The essay was called, “The Lighthead”. A term used to describe, in her words, a carefree spirit who believed life was a series of dances, dates, and fun. It described my grandma’s sunshine spirit and perennial positivity to perfection.
Her story begins by attributing her “lighthead” status to breezing through a happy childhood and the additional good fortune of meeting her tall, dark, and yes, handsome husband at a memorable college homecoming weekend. She writes about an even more dreamlike existence continuing with the unforgettable experiences of (her) first apartment, first dinner parties, first martini hangovers, and first childbirth. Not even the care and responsibility of a newborn infant could damper the spirits of a “lighthead”.
Now, let’s remember you could smoke and drink the trials of parenting away without judgment back then. But back to her story.

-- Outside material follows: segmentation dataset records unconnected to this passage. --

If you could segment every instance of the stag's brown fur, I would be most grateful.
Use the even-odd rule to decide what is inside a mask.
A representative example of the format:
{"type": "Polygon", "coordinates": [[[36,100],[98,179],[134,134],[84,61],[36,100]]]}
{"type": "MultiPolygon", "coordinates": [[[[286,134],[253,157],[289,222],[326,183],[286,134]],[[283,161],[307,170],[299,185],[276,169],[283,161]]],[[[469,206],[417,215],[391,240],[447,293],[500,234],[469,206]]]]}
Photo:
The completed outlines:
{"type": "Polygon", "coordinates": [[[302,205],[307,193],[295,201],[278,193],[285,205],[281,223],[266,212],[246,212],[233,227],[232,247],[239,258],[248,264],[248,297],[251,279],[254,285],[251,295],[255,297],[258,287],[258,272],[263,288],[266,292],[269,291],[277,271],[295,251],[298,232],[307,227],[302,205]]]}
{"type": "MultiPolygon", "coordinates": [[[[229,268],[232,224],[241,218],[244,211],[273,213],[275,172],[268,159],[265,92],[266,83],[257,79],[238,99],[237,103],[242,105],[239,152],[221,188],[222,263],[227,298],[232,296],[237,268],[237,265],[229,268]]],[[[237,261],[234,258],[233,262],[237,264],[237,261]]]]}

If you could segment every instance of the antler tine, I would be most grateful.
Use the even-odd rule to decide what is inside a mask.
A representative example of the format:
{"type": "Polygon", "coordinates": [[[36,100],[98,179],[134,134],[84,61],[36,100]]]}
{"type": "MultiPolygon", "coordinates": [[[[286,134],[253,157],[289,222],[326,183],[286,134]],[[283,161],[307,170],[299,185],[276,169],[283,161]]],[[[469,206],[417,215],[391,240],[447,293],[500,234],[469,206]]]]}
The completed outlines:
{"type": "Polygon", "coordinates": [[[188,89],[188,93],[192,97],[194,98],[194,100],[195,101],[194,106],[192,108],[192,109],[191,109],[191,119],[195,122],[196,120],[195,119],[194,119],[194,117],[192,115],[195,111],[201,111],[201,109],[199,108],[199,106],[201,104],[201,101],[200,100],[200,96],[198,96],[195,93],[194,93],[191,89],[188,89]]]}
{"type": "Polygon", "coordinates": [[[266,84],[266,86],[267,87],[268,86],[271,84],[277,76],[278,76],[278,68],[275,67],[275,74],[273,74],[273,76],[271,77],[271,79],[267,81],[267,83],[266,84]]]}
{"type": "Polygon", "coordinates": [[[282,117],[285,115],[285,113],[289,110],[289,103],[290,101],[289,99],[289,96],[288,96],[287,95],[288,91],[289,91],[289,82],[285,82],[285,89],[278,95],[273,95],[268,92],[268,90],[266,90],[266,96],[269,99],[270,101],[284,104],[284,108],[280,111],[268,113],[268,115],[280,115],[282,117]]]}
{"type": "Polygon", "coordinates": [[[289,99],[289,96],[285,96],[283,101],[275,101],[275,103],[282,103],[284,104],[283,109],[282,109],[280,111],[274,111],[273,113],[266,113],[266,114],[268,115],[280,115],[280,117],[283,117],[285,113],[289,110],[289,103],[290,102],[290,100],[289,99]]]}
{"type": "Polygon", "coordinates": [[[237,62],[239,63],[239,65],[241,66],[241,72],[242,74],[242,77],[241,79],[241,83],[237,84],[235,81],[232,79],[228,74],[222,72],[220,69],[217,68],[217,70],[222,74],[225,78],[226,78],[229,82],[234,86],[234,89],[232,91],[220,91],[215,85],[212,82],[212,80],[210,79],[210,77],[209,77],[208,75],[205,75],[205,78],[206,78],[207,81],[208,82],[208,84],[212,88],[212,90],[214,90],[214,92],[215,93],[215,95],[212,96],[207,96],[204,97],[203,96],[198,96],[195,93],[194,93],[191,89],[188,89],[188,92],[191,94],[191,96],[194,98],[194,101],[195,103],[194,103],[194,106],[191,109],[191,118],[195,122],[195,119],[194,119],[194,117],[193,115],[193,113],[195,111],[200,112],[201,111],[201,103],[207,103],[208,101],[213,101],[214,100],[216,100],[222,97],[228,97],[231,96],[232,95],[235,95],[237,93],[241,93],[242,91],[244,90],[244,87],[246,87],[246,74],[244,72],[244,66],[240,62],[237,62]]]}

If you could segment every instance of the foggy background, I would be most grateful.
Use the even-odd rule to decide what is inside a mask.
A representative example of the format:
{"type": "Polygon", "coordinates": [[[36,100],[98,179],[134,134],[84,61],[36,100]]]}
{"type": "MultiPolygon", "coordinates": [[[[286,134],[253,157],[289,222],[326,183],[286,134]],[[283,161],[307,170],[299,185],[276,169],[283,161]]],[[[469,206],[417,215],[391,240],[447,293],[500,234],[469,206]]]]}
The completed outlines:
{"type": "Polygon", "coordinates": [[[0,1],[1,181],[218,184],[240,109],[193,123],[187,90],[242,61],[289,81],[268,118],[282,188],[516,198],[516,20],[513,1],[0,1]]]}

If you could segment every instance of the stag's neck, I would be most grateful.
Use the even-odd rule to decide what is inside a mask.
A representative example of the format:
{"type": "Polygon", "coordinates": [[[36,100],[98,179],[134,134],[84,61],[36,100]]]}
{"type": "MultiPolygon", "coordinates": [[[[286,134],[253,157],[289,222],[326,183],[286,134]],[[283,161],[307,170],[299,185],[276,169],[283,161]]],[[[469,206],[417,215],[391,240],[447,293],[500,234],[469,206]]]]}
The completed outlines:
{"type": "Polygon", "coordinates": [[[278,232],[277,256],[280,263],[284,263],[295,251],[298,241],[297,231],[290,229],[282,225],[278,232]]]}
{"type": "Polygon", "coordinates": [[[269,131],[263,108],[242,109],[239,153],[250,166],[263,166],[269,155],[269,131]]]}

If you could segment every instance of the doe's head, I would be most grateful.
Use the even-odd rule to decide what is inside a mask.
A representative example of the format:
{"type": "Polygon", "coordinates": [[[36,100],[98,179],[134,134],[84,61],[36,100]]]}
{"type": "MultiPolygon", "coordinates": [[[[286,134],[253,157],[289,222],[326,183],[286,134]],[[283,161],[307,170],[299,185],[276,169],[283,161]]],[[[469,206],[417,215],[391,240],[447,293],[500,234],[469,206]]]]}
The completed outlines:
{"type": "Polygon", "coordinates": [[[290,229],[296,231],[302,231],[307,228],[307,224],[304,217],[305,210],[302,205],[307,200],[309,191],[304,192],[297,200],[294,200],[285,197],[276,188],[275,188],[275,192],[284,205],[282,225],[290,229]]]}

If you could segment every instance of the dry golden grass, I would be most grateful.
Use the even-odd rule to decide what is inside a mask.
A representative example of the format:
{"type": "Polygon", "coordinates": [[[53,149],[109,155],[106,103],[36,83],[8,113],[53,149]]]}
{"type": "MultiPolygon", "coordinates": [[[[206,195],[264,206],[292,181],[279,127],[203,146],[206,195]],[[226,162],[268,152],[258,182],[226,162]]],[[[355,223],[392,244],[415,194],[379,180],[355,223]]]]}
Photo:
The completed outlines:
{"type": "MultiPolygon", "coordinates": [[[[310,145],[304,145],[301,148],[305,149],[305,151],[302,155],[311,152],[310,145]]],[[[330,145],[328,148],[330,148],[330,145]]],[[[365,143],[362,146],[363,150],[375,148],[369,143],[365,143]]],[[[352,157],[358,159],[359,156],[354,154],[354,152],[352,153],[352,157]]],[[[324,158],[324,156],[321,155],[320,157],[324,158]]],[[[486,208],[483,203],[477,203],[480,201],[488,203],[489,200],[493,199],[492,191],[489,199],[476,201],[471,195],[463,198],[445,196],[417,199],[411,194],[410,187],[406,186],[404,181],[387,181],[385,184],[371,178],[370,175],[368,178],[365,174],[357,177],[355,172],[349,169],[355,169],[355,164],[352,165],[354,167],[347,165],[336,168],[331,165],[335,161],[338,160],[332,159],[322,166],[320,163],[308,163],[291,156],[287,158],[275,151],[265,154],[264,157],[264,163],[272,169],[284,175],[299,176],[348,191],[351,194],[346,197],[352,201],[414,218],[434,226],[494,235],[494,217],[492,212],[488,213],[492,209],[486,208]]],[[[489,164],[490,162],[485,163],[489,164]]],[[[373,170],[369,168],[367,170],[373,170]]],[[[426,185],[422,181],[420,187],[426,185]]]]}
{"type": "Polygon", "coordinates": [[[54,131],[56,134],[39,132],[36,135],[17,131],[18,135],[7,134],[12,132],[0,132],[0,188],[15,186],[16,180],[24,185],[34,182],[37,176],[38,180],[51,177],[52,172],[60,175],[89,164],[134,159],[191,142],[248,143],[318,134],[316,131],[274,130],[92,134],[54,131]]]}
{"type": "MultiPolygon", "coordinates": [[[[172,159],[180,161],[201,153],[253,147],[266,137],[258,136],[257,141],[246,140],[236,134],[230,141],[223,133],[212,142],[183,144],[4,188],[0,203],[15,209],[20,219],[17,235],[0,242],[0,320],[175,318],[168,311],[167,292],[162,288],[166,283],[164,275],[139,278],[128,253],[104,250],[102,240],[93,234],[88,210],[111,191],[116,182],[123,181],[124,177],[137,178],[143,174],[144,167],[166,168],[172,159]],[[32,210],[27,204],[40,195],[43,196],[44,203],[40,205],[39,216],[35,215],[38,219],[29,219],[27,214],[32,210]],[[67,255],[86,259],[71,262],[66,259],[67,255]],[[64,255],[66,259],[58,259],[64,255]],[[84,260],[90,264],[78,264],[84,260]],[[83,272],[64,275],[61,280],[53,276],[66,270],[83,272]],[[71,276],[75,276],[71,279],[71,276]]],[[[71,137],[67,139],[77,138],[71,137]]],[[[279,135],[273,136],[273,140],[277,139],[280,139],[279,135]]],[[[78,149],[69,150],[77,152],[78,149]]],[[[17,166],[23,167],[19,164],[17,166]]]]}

While pregnant with her fourth child (all before age 30), a small lump in her leg turns out to be cancer. Her world is shattered. She has emergency surgery to save her leg, and her life, and it puts her on bed rest for six months. The time gives her much to think about.
When and how does one begin to grow up and give up a dreamlike existence? Does loss of a loved one help? Does sickness hurry it along? Or a sudden deep fear?
But remember, this is not a sad story.
Ten years later still finds me a seeker of fun and frolic. But thank God, because of those precious months of contemplation, I think I have discovered where to find it.
I still love to dance and even enjoy a martini but I also receive a thrill in watching my five handsome boys (and one daughter) indulge in a special meal I’ve prepared. What a joy to have my husband explain that my good leg is still better shaped than most women’s legs put together. Even if they don’t match!
I don’t think it was a coincidence that my postpartum fog started to lift in the days after reading her story.
Does the life of a housewife and mother have to be monotonous? I think not! There is little monotony if you have the joy of living and I sincerely believe we can all have this.
With my own formidable experience behind me, I began to enjoy the everyday moments in my own new motherhood. And as for missing that last chance to talk to my grandma? Turns out it was she, instead, who had one last thing to tell me.
She closed her essay with this quote from Old Yeller, “(life) . . . may seem mighty cruel and unfair, but that’s how life is part of the time. But that isn’t the only way life is. A part of the time, it’s mighty good. And a man can’t afford to waste all the good part, worrying about the bad parts. That makes it all bad . . . you understand?” I do.